Whether you are watching fireworks on the Charles River Esplanade while listening to the Boston Pops, or are on a boat on a lake in the middle of our country, at the Capitol lawn in Washington, D.C. or camping at one of our national parks on Thursday, or comfortable at home on your patio, I hope you take a moment to   enjoy your family, friends, and be grateful to all the men and women who have fought and defended our country and given us incredible freedoms.

Take a moment to think about all the ways you are free.

Does instant information mean too much access?

Last week Siouxsioux shared a comment on my recent blog: Photo Cops Suck:

“I agree — a “real” traffic cop stop is more humane and allows for exceptions. However, your wake-up call ties in with what I’m feeling in this spy-info-obsessed environment. We like 24-hour automated tellers, expect instant assistance from Google and appreciate GPS-assistance complete with photos of where we’re going or where we’ve been … but no one likes being spied upon. If we keep willingly giving away info and expecting instant, automated assistance, at what point does it lead to too much outside control … with no turning back?”

Siouxsioux’s comment really made me think of how often I am impatient and frustrated when the gadgets in my life are not moving as fast as my brain might be working. It reminds me of Louis CK on Conan O’Brien a few years ago. The part relating to our world of automation starts around 2:45 in the video clip. Another great section is at 3:25 regarding our impatience with the Internet not working while flying on an airplane. He later says how a plane flight now consists of, “you watch a movie, take a dump, and you are home.”

There is a balance of instant access to information on our iPhones, iPads, and laptops, and what security and privacy we may not even know we are forfeiting while searching and utilizing that information. As Siouxsioux mentioned, I wonder at what cost. I know I am slightly addicted to the Internet. Well, more that slightly addicted to instant information at my fingertips.

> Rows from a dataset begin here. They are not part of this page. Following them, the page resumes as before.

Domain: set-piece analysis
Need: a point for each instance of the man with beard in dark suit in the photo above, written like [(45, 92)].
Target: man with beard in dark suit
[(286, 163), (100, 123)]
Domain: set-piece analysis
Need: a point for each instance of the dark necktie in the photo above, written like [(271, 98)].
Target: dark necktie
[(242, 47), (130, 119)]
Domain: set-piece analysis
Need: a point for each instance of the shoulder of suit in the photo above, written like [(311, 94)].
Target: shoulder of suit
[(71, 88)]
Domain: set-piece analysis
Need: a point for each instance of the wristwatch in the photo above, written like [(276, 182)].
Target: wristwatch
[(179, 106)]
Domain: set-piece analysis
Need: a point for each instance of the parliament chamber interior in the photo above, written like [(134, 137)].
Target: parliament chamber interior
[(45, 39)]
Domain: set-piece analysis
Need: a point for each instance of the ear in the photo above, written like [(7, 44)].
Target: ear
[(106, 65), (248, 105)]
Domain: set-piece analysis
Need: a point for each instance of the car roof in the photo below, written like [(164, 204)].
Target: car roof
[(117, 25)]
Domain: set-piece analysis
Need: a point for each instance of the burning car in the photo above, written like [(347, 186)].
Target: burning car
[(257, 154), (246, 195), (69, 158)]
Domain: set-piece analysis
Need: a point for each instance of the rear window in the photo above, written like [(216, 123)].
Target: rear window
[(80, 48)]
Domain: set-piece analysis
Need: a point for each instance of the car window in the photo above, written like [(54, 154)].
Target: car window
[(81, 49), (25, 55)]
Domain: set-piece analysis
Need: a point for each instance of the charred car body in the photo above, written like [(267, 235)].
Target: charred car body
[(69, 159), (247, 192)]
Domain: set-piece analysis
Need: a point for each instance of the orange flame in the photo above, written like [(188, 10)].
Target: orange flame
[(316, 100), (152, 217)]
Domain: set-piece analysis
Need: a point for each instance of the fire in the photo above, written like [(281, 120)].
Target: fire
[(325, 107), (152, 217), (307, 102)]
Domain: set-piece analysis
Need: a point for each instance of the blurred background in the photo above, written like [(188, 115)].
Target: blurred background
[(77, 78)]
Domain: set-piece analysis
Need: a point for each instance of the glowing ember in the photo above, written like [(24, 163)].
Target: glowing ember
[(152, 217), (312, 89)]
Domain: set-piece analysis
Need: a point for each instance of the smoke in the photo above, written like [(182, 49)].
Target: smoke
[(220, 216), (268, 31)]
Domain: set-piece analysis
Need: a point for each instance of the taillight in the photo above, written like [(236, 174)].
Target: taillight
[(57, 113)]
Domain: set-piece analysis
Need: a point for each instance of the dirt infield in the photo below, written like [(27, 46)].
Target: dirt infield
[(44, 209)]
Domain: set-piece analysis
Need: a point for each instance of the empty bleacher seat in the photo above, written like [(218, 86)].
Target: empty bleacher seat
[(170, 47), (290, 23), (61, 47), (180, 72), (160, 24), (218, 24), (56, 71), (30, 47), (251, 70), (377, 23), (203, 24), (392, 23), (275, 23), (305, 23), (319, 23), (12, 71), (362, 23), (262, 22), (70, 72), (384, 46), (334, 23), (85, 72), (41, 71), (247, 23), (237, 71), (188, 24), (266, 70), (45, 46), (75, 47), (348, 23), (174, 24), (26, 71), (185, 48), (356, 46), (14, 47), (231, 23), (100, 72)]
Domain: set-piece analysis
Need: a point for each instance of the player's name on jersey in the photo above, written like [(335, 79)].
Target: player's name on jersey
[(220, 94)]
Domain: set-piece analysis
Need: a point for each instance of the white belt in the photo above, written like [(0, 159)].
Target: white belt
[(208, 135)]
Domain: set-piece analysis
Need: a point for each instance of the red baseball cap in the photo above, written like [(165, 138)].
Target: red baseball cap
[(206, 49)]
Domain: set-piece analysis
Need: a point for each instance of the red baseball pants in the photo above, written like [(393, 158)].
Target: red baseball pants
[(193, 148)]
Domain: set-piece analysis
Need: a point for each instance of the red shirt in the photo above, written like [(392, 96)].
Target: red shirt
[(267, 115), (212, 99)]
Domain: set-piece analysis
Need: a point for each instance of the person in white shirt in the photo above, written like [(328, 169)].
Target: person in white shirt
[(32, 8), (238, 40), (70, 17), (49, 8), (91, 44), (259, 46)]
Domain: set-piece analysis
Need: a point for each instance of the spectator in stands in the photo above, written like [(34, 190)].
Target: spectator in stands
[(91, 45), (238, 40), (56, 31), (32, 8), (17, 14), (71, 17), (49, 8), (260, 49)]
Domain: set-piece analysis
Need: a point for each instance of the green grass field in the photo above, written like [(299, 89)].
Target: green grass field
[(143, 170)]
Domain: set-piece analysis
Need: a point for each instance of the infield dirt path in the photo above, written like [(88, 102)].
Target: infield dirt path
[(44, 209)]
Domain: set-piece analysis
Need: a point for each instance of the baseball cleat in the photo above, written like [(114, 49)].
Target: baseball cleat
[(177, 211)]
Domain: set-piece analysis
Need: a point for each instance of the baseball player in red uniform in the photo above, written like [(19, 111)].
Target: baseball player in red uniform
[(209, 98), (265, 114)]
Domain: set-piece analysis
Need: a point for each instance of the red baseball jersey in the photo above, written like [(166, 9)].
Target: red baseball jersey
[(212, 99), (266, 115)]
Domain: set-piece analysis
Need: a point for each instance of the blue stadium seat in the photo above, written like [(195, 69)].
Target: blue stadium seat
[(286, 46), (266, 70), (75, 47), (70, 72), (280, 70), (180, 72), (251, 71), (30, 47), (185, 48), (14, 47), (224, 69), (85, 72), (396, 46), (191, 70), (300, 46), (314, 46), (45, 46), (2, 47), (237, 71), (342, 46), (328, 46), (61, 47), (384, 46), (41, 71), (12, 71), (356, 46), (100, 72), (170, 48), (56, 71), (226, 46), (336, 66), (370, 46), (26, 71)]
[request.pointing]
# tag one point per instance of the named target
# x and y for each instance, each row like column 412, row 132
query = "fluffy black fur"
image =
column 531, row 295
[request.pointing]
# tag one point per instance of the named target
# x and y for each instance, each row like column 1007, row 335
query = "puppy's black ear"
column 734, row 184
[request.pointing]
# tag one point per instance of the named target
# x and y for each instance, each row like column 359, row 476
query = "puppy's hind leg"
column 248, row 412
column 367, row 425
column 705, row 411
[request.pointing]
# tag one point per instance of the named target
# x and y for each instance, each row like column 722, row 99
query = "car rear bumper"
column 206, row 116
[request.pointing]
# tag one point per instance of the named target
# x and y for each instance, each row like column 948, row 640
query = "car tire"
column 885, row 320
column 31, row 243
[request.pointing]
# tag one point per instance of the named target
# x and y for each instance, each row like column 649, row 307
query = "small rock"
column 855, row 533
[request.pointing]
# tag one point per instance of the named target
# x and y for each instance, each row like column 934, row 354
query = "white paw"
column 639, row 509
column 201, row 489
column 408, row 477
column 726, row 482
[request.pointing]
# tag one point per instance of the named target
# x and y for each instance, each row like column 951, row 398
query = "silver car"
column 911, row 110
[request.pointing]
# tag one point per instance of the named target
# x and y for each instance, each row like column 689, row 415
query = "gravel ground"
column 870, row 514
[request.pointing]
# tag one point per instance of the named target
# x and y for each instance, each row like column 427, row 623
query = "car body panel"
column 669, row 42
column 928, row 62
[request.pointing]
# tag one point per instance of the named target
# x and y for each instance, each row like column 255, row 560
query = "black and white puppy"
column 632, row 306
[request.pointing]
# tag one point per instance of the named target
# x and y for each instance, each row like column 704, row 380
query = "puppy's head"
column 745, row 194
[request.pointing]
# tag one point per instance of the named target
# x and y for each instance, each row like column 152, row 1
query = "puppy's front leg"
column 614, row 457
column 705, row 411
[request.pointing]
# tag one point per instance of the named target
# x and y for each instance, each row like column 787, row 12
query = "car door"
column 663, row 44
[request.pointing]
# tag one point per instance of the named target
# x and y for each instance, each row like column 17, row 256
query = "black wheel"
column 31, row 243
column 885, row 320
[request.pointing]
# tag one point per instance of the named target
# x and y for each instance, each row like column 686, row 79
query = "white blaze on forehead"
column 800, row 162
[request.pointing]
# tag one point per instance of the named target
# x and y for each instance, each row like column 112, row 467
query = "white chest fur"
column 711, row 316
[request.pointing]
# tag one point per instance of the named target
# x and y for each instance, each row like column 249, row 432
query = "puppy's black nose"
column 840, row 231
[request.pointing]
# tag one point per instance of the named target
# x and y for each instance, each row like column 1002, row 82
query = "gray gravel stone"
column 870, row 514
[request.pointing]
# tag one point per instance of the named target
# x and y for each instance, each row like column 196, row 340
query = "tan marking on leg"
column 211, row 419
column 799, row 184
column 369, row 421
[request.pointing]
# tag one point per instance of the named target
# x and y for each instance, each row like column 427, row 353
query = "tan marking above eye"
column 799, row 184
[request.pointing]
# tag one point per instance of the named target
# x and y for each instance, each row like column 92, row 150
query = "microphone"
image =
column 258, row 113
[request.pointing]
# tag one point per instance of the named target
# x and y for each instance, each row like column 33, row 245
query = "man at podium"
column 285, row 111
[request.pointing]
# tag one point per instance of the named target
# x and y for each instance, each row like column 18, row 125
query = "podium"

I am assuming that Words with Friends knows how often we play, or how addicted we are, Facebook can tell almost anything about our lives, our local library knows what we read, the grocery store you frequent knows what you eat and buy, and Amazon can tell a lot about your spending habits. If someone put that all together, I am sure there would be plenty of information for your shrink.

So where is the line, and have we already crossed it?